Desde que realizou as últimas mudanças o MIBR não disputou uma competição. A decisão dividiu a comunidade, com muitos julgando a decisão como benéfica e outros nem tanto. Bruno Ono, Nak e Apoka não acreditam que isso vá prejudicar o time brasileiro na disputa do IEM Katowice
"Não acredito que possa prejudicar. Ao contrário, com a troca de jogadores e a renovação das táticas, todos os adversários irão entrarm muito mais ligados contra o MIBR por não ter nada da atual formação para estudar", opina o treinador da paiN.
O jogador da Sharks acredita que "é uma estratégia que o time entendeu ser melhor para eles" e aponta que, "no nível que estão, o fator nervosismo e ritmo de jogo não terá tanta influência assim" já que "são jogadores muito calejados". Nak segue a linha do ex-companheiro de MIBR: "O time é totalmente novo e os outros estão com zero informação sobre eles. Então, se colocar na balança, essa escolha foi benéfica sim".
VÃO REPETIR O SUCESSO DO SK?
Essa não será a primeira vez que FalleN, TACO, felps, Marcelo “coldzera” David e Fernando “fer” Alvarenga atuarão juntos. Vestindo a camisa do SK Gaming esses mesmos cinco jogadores fizeram bastante sucesso e encheram pratilheiras com troféus.

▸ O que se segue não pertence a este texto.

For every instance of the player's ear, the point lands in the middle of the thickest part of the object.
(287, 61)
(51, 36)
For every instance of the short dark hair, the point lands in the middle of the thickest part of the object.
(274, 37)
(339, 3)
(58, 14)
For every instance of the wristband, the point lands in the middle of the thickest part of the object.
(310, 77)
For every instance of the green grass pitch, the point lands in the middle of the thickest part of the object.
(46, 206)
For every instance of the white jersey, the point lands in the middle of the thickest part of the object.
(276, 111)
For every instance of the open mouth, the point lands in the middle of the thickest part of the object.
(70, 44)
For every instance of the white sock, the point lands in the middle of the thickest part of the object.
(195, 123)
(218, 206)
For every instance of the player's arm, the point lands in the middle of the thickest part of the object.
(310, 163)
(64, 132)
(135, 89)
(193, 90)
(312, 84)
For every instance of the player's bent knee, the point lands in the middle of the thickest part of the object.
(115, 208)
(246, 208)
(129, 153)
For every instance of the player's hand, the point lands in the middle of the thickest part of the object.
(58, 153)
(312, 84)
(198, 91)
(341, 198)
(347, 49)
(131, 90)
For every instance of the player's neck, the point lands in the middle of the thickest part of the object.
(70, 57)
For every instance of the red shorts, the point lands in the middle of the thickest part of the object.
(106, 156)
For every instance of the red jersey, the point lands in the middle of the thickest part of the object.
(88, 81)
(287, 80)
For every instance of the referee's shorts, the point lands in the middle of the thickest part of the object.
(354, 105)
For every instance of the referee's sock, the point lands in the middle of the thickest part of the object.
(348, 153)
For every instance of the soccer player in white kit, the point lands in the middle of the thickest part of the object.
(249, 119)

Apoka acredita que, pelo MIBR, o quinteto repetirá o bom desempenho já mostrado. "Com amadurecimento dentro e fora de jogo de cada um, vejo que eles chegam até mais fortes nessa volta", afirma o treinador da INTZ. O Intrépido continua: "O time teve alguns problemas no início [da época do SK] por características já que o felps e o fer são jogadores bem agressivo sendo que o que precisou mudar foi um pouco do estilo e, nessa adaptação, tiveram alguns resultados ruins. Quando arrumaram tudo tiveram uma série de títulos".
A mesma opinião possuem Bruno Ono e Nak. "É só dar tempo ao tempo. Acho que os pontos forte e fraco são os mesmos daquela época e, talvez, o que possa ser repetido é a utilização das agressividades do fer e do felps ao mesmo tempo. Sabendo dosar isso o time tem tudo para repetir os feitos de 2017", opina o jogador da Sharks.
PRINCIPAIS ADVERSÁRIOS NO MAJOR
No IEM Katowice o MIBR ficará frente a frente com outras grandes equipes do cenário internacional como Astralis, Natus Vincere (Na`Vi), Team Liquid e FaZe Clan. Para Nak o MIBR tem que "tomar cuidado com os classificados da primeira fase, como NRG e Ence, já que são times que chegam fortes e, que se bobear, numa md1 podem aprontar". Bruno Ono fala sobre Astralis e Team Liquid quando questionado quais serão os principais adversários do time brasileiro no Legends Stage. "Os dinamarqueses dominaram o cenário em 2018 e o Liquid é outro time que o MIBR deve tomar cuidado já que, além de ter terminado o ano em segundo no ranking mundial, a adição de Stewie mostrou resultado rapidamente com o time vencendo o iBUYPOWER".